I was looking in the wikipedia article about Non-associative Algebra and came across this interesting line:
Each of the properties associative, commutative, anticommutative, Jordan identity, and Jacobi identity individually imply flexible.
It was quite easy to find why the first three properties imply flexible algebra. I was wondering about the last two (Jacobi and Jordan). I went to look for the proof in Schafer but either I missed it or it was given in terms I could not understand.

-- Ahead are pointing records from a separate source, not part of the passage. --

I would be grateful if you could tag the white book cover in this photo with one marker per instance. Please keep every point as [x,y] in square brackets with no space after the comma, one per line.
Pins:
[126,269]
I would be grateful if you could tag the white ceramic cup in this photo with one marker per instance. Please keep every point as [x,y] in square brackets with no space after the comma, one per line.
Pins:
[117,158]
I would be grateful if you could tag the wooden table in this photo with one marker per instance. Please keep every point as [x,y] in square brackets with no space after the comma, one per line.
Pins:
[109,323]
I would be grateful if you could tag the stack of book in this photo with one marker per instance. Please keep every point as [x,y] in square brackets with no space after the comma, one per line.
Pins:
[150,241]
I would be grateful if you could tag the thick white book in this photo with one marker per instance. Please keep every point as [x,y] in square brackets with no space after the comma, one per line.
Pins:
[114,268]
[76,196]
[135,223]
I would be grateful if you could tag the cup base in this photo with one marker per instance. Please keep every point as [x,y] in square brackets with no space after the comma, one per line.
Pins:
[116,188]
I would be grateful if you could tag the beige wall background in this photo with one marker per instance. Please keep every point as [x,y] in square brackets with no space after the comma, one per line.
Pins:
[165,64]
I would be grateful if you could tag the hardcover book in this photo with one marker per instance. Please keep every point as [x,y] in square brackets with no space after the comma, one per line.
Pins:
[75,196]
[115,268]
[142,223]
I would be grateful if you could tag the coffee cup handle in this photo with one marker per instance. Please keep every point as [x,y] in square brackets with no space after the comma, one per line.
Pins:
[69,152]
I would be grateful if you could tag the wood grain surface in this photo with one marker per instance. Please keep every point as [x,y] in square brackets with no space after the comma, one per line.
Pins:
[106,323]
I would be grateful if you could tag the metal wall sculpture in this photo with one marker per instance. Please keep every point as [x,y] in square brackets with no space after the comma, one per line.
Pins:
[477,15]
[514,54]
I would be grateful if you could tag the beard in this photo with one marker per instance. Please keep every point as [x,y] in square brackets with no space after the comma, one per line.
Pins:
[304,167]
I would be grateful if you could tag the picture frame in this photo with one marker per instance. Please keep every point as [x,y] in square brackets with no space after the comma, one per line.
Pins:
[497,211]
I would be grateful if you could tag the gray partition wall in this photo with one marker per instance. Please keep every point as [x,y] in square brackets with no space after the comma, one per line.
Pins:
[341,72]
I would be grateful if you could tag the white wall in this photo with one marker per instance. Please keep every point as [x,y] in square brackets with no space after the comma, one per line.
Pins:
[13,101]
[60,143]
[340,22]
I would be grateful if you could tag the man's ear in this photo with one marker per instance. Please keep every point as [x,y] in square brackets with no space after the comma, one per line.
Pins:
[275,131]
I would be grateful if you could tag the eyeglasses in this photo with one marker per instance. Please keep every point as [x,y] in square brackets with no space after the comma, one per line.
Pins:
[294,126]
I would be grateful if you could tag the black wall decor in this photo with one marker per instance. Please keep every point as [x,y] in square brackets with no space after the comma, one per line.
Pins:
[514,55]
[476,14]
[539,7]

could someone give a proof similar to the commutative proof?
Thanks!
EDIT: I'm looking for proofs of the following statements:
1) given Jacobi identity prove flexible:
$ \forall x,y,z: (xy)z+(yz)x+(zx)y=0 \Rightarrow \forall x,y: x(yx)=(xy)x $
2) given Jordan identity prove flexible:
$ \forall x,y: (xy)x^2=x(yx^2) \Rightarrow \forall x,y: x(yx)=(xy)x $
EDIT 2: OK, so it appears that Schafer does have a proof for the jordan identity implying flexiblity on chapter V. once I can understand it I hope I can write it here.
I've had troubles with this very question. This is an attempt to answer.
Both claims are false. You can even craft a counterexample yourself for 2) by chosing a field $F$ of $char(F)=2$. However if $char(F)\neq 2$, Schafer proved (be careful while checking the assumptions) this claim to be True, see here.
For 1) there is a counterexample too. Consider the Algebra generated by $\{e_1,e_2,e_3\}$ over a field $F$ with nonzero products given by $e_3e_1=e_2,\ e_3e_3=e_1$. Then for any $x,y,z$ we have $(xy)z=0$, interchanging we conclude that $(xy)z+(yz)x+(zx)y=0+0+0=0$ but taking $v=e_1+e_2+e_3$ we must have $e_2=e_3(ve_3)\neq(e_3v)e_3=0$ hence the Algebra can not be flexible.